People of Praise logo. Courtesy photo.

Days before Judge Amy Coney Barrett was nominated to the Supreme Court, the website of the People of Praise was hacked, CNA has learned. The hack breached the membership database of the charismatic community, in which Barrett and her family are reportedly members.

"On September 21, 2020, our security staff identified an incident via our website involving unauthorized access to contact information in our membership directory," Sean Connolly, a spokesman for the group, said Tuesday night in response to questions from CNA about the hack.

"No further details, such as parties that may have initiated this incursion, are known, and we have provided our members with resources should they notice suspicious activity," Connolly added.

Barrett was nominated to the Supreme Court Sept. 26.

By Sept. 21, the federal judge had emerged as a front-runner for the Supreme Court seat that was vacated when Justice Ruth Bader Ginsburg died Sept. 18.

Amid speculation regarding Barrett's possible appointment, numerous media reports focused on the People of Praise, the Indiana-based ecumenical charismatic community to which Barrett reportedly belongs.

The group was characterized by some pundits as a cult, falsely reported to be the inspiration for a dystopian novel, and erroneously reported to require members to adhere to a secret agreement, which is in fact posted on its website.

People of Praise was also criticized by some pundits because it does not disclose its membership, which defenders say is a common policy among religious organizations.

In that context, sources told CNA that the group's membership database was hacked, which Connolly confirmed Tuesday night.

While the People of Praise declined to speculate about who might have been responsible for the hack, a source with knowledge of the situation told CNA that some "community members were contacted by national media outlets within 36 hours of the [database] incursion," which the source called an "alarming coincidence."

Connolly told CNA that "steps were immediately taken to address the incident, including notifying appropriate federal law enforcement and our members."

"We take the security and privacy of all members of our community seriously," he emphasized.

People of Praise was founded in 1971 as part of the era's "great emergence of lay ministries and lay movements in the Catholic Church," Bishop Peter Smith, who belongs to an affiliated association of Catholic priests, told CNA in 2018.

The group began with 29 members who formed a "covenant"- an agreement, not an oath, to follow common principles, to give five percent of annual income to the group, and to meet regularly for spiritual, social, and service projects.

Covenant communities- Protestant and Catholic- emerged across the country in the 1970s, as a part of the Charismatic Renewal movement in American Christianity.

While most People of Praise members are Catholic, the group is officially ecumenical; people from a variety of Christian denominations can join.
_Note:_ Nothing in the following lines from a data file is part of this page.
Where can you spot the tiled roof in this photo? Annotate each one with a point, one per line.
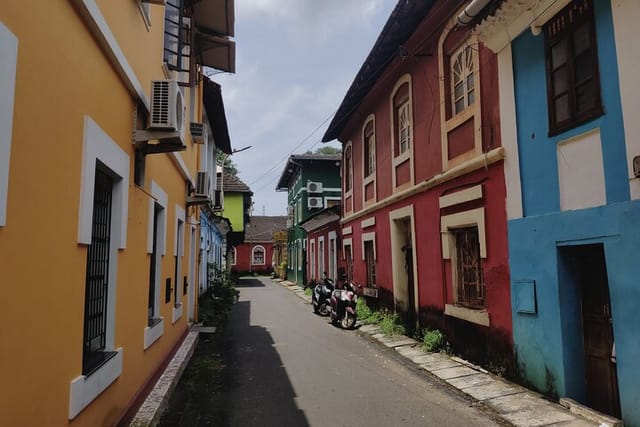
(232, 183)
(261, 228)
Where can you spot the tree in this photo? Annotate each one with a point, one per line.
(327, 149)
(229, 165)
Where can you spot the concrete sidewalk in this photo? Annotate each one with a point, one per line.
(514, 403)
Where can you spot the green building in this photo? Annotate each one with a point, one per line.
(312, 182)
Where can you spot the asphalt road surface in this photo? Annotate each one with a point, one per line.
(286, 366)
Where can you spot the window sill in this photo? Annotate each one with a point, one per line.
(153, 332)
(177, 313)
(477, 316)
(84, 389)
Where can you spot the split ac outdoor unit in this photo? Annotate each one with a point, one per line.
(314, 187)
(314, 202)
(198, 132)
(202, 184)
(167, 116)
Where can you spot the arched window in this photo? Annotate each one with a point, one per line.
(257, 255)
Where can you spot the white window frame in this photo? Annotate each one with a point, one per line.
(158, 196)
(448, 223)
(321, 259)
(312, 259)
(371, 177)
(97, 145)
(473, 111)
(8, 71)
(407, 154)
(264, 255)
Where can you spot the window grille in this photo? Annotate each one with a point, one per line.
(470, 280)
(97, 278)
(370, 262)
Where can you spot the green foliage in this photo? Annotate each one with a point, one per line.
(391, 324)
(434, 341)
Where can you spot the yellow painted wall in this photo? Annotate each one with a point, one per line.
(62, 75)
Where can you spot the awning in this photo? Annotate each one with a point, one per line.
(214, 108)
(214, 24)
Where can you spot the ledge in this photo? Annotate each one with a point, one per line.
(479, 317)
(84, 389)
(152, 333)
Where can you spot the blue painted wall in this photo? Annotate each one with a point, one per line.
(548, 343)
(538, 155)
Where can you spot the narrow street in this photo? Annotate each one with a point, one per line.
(286, 366)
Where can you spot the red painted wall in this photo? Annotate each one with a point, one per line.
(244, 257)
(433, 273)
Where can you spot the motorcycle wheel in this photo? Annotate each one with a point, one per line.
(323, 310)
(348, 321)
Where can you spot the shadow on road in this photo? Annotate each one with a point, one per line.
(257, 387)
(249, 282)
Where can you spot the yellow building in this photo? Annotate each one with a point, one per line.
(100, 181)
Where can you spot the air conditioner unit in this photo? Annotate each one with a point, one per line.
(202, 184)
(314, 187)
(199, 132)
(167, 118)
(314, 202)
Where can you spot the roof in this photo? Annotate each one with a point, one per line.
(298, 161)
(214, 108)
(402, 22)
(262, 228)
(232, 183)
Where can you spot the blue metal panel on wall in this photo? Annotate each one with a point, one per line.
(549, 346)
(538, 164)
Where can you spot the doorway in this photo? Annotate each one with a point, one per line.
(585, 277)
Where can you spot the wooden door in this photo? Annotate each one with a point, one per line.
(600, 376)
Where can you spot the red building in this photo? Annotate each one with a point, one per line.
(323, 251)
(255, 255)
(424, 215)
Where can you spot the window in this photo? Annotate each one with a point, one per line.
(573, 82)
(177, 39)
(9, 55)
(402, 120)
(462, 79)
(370, 263)
(97, 277)
(369, 142)
(257, 255)
(232, 256)
(348, 169)
(470, 282)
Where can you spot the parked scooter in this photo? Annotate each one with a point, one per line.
(343, 306)
(321, 295)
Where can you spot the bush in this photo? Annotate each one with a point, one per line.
(391, 324)
(434, 341)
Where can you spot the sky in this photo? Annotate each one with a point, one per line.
(295, 60)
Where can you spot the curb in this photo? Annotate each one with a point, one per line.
(513, 403)
(156, 402)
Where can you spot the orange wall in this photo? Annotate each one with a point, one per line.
(62, 75)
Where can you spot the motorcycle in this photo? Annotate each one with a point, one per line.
(321, 295)
(343, 306)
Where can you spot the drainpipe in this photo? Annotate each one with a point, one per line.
(471, 11)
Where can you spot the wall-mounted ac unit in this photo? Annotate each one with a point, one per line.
(198, 132)
(202, 184)
(314, 187)
(314, 202)
(167, 117)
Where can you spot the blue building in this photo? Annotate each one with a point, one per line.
(570, 126)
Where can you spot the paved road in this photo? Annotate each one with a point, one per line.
(289, 367)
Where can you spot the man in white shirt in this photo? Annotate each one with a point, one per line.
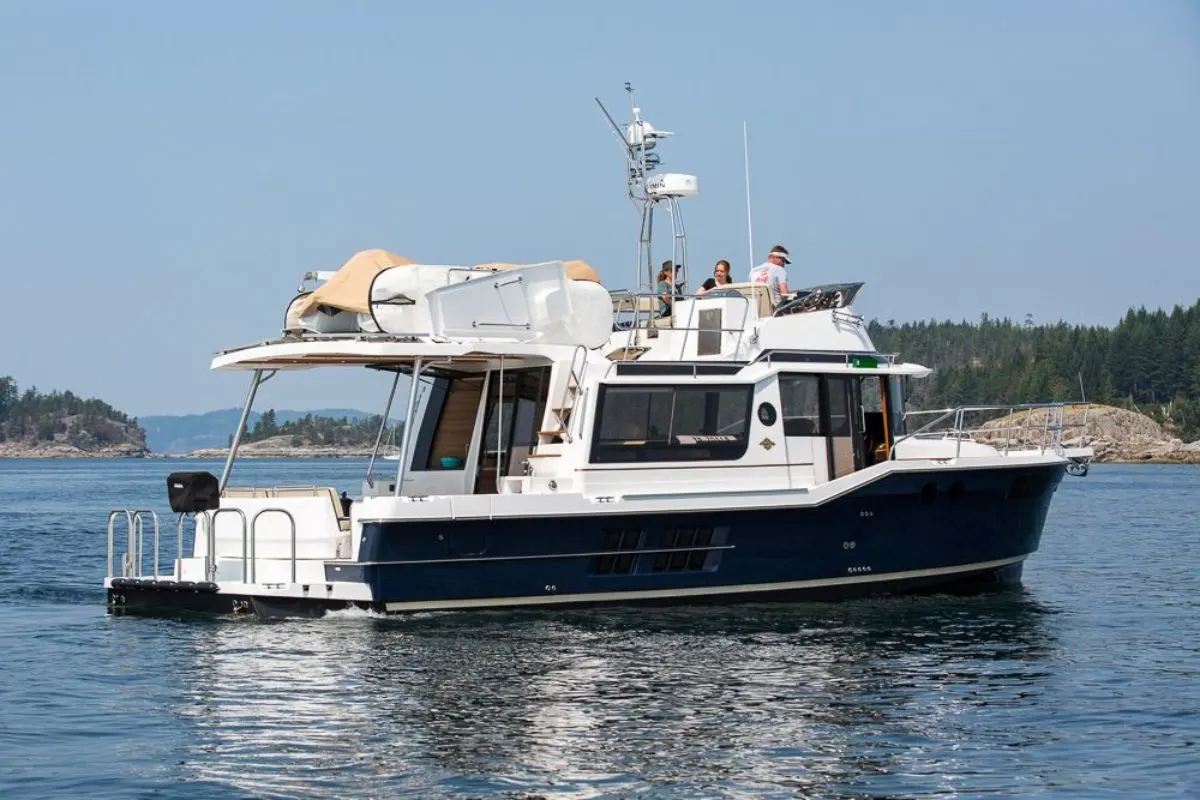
(773, 274)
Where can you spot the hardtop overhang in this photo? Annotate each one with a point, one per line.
(387, 354)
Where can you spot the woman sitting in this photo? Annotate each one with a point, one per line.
(720, 277)
(665, 289)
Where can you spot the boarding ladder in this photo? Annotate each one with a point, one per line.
(132, 567)
(561, 411)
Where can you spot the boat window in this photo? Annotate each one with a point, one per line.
(839, 405)
(801, 400)
(647, 423)
(444, 435)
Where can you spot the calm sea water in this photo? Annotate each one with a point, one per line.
(1085, 683)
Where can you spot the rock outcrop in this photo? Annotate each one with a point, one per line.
(286, 447)
(75, 435)
(1115, 434)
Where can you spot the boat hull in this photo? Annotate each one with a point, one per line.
(940, 530)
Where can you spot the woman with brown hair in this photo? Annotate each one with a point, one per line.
(665, 288)
(721, 277)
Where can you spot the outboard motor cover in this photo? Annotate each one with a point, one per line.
(192, 492)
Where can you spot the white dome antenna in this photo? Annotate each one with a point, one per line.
(647, 190)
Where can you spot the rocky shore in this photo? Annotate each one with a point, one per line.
(63, 450)
(1117, 435)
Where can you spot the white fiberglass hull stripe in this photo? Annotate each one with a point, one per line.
(697, 591)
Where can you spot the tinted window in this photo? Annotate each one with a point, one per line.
(801, 400)
(639, 423)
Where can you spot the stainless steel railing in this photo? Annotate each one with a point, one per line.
(133, 559)
(1019, 426)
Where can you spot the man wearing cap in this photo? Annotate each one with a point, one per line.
(773, 274)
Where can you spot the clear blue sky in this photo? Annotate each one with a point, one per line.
(168, 170)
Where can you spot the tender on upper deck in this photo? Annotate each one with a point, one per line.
(381, 308)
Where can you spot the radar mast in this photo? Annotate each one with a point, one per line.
(648, 188)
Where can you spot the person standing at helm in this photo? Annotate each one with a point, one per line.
(773, 274)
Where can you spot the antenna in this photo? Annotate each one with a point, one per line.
(647, 187)
(745, 161)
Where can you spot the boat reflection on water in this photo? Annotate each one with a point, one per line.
(849, 697)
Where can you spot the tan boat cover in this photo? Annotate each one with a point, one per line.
(351, 284)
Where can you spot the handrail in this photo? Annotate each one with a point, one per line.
(691, 313)
(567, 388)
(253, 547)
(112, 534)
(210, 558)
(179, 539)
(1054, 425)
(139, 524)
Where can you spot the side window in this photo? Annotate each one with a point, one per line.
(801, 400)
(647, 423)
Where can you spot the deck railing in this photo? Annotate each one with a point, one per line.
(1019, 427)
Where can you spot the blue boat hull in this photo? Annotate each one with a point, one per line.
(903, 533)
(943, 531)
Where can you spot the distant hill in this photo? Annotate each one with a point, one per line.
(64, 425)
(174, 434)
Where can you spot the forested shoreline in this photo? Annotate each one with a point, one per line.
(1149, 362)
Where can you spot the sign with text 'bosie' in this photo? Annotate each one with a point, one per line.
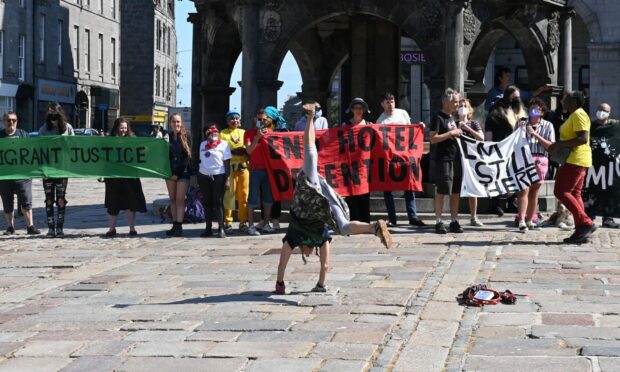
(83, 157)
(354, 160)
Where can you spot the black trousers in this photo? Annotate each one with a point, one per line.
(213, 188)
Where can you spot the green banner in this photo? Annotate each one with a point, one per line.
(83, 157)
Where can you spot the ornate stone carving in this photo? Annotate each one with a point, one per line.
(553, 31)
(272, 25)
(469, 25)
(431, 21)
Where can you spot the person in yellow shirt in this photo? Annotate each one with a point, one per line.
(239, 175)
(575, 136)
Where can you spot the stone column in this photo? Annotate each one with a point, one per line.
(268, 91)
(250, 94)
(454, 62)
(197, 101)
(566, 50)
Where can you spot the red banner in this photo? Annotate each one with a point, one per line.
(354, 160)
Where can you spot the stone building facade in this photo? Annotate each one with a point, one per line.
(148, 61)
(568, 44)
(71, 54)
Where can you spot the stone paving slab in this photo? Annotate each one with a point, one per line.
(192, 304)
Members of the group are free to attend the church of their choosing, including different Catholic parishes, Smith explained.

"We're a lay movement in the Church," Smith told CNA. "There are plenty of these. We continue to try and live out life and our calling as Catholics, as baptized Christians, in this particular way, as other people do in other callings or ways that God may lead them into the Church."

Barrett's Senate confirmation hearing and a Senate vote on her nomination to the Supreme Court are expected to take place at the end of October, shortly before the Nov. 3 presidential election.

Correction: The People of Praise originally told CNA the date of the hack was Sept. 23. A spokesman contacted CNA after the publication of this story to say he had spoken in error, and the date of the hack was Sept. 21. CNA has amended this report to reflect that date.